The "Pretender" starts on this course by failing to set meaningful
goals that are lofty but measurable. Then, he settles for
"pretend" goals like "to get hot-looking" or to "be ripped." These
pretend goals have no ability to move us forward because they can be
whatever we want, and they allow us to just do as little or as much as
we want. They don’t motivate, inspire or propel us towards anything.
They are just a flight of fantasy.
Then, armed with these goals, our pretender begins to fudge right off
the bat.(I’m going to call our pretender "he" just to avoid the awkward
he or she all the way through, but this is not a gender based problem I
assure you!) He pretends that he "just couldn’t get up" this morning
to hit that first early morning exercise program--even though if he had
been getting up to go to a new job it would have been no problem at
Then, he pretends that he is physically unable to resist the
temptations of food at work. The dead giveaway--blaming others--comes when he writes that "someone at work brought.........(fill in the blank of whatever he ate)...." He then tells us he couldn’t resist or that he would havefelt out of place if he hadn’t had at least a few bites.
Next, our pretender "struggles with" an invitation to go out after work
with the boys, and of course, that leads to a few beers, and a few
wings, and there goes the evening exercise program!
"No worries," he proclaims, as Tuesday approaches. "Today is a new day.

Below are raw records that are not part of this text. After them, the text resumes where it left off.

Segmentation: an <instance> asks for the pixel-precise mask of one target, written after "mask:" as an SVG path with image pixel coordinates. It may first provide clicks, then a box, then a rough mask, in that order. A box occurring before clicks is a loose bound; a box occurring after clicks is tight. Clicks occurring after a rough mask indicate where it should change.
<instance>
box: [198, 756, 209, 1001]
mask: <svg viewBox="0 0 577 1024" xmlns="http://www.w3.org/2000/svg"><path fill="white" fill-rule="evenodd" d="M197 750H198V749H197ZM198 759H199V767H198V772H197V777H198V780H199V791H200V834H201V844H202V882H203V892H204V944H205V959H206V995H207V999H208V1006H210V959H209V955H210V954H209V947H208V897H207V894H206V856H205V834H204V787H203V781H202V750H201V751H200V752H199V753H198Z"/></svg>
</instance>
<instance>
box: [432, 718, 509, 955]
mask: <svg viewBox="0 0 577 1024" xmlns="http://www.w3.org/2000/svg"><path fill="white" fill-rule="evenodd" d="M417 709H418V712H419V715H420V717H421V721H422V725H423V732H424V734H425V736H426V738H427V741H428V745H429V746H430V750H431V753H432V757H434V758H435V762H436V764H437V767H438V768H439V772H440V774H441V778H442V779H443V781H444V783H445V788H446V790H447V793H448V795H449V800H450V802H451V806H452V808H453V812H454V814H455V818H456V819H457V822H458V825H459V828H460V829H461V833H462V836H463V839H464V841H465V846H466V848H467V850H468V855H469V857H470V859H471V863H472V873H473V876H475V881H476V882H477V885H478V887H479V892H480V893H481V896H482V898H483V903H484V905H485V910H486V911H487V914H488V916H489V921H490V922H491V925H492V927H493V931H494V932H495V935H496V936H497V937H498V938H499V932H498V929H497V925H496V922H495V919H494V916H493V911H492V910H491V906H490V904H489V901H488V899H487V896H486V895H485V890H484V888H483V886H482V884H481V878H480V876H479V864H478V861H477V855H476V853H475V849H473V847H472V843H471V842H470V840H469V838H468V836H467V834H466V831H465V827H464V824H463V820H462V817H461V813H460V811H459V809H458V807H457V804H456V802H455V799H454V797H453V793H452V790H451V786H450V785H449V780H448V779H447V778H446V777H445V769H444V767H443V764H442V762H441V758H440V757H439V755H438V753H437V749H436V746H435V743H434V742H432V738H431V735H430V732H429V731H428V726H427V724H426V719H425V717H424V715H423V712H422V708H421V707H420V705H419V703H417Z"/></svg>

I start today!" Of course he doesn’t. Soon enough, our pretender has put together about two days out of three weeks that even remotely resemble a BFL program, and then comes back to the guestbook to assert that, "I guess this doesn’t work for everyone. I’ve done it to the T but I don’t see any changes at all." The really sad part of all this is that the pretender has pretended long enough that he actually begins to almost believe that he has done what he said he would.
In the end, not only does the pretender look the same on the outside,
but he much the worse on the inside. That’s because he is paying the
steep price of what BIll Phillips calls "self-perjury," failing to keep
promises to ourself. What is that price? Sadness, disgust,
anger--sometimes directed inwardly and sometimes outwardly--and ultimately depression and withdrawal.
The solution? Set real goals that are steep but can be measured; set up
a self-discipline and reward system; create some accountability in your
life, and understand that lying to yourself is one of the most
destructive things you can do. You honestly would be better off to not
even start a challenge if that is what you’re going to do.
Please, be brutally honest with yourselves, and don’t accept any of
those excuses that weaken you. This is ONLY twelve weeks, and you ONLY
have to do them one day at a time. Do them to your very best ability,
and at the end, you’ll be amazed. You’ll be stronger physically,
emotionally and spiritually than you’ve ever been. YOU’LL BE TRANSFORMED!
Thanks everyone for all your encouragement.
Sbeara13 - I thought of you first thing when I got up today....I hope you have another great day today. You are in a great community with such a variety of reasons for coming to BFL. I know you will be successful like so many others have. XO
Do not give up.
Each day you are in a better place, becoming a better person.
If your not generating specific results, take a closer look at your meal choices - could they be leaner?
Are your portions sized as instructed?
Are you eating every 2 to 3 hours?
Are you using a protein shake for one of the meals, everyday?
Is the intensity level of reps for each exercise set pushing your limits to the edge?
If your answer is yes to all of these - you are an amazing person!
I have added on spinning class for one of my aerobic days.
Sounds like you plateaued.
When you hit a wall, change things up.
"What you put in, is what you are going to get back."